Bug Report: Attachment Body Regex is Broken for Large Attachments
-
Hi. We noticed a small bug in “wpsolr-index-solr-client.php” in the “extract_attachment_text_by_calling_solr_tika” function. There is a regex which extracts the body from the Solr response. This regex throws an error for large attachments. (E.g. We tried a sample PDF of about 1 MB and it fails. PDFs around 500 KB work fine.) The line of code that fails is this:
$attachment_text_extracted_from_tika = preg_replace( '/^.*?\<body\>(.*?)\<\/body\>.*$/i', '\1', $response );
The “preg_replace” function returns a PREG_BACKTRACK_LIMIT_ERROR error. (Error code 2). You can determine this by using the preg_last_error() function right after the above line of code. It appears that there’s some string size threshold over which this error occurs. Our temporary solution is to remove the ? in the middle of the line of code between the parentheses. This apparently helps with the backtrack limit.

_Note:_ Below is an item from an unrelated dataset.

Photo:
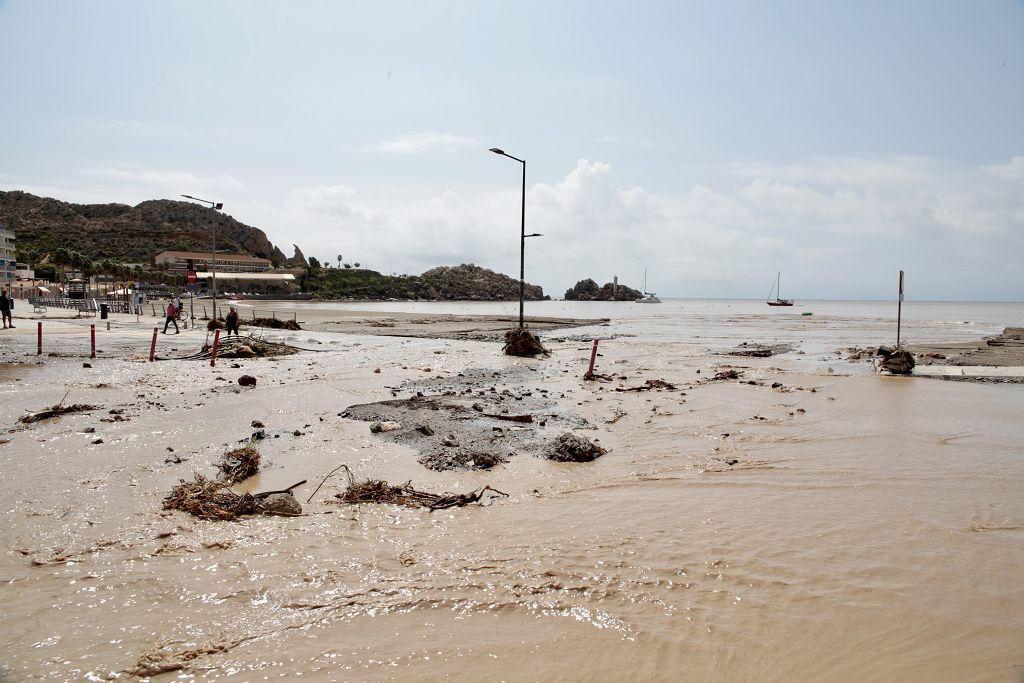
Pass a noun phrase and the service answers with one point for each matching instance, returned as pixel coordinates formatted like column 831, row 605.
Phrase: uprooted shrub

$attachment_text_extracted_from_tika = preg_replace( '/^.*?\<body\>(.*)\<\/body\>.*$/i', '\1', $response );
I’m notifying WPSolr of this problem so that they can perhaps fix this (in whatever way they determine best) in a future release. Since preg_replace doesn’t “throw” the exception, it’s not caught in the exception catch. It simply returns “null” and code proceeds on. As a result, the body of the attachment is not full-text indexed by Solr. (Even though the WP item itself does make it to the index.)
- The topic ‘Bug Report: Attachment Body Regex is Broken for Large Attachments’ is closed to new replies.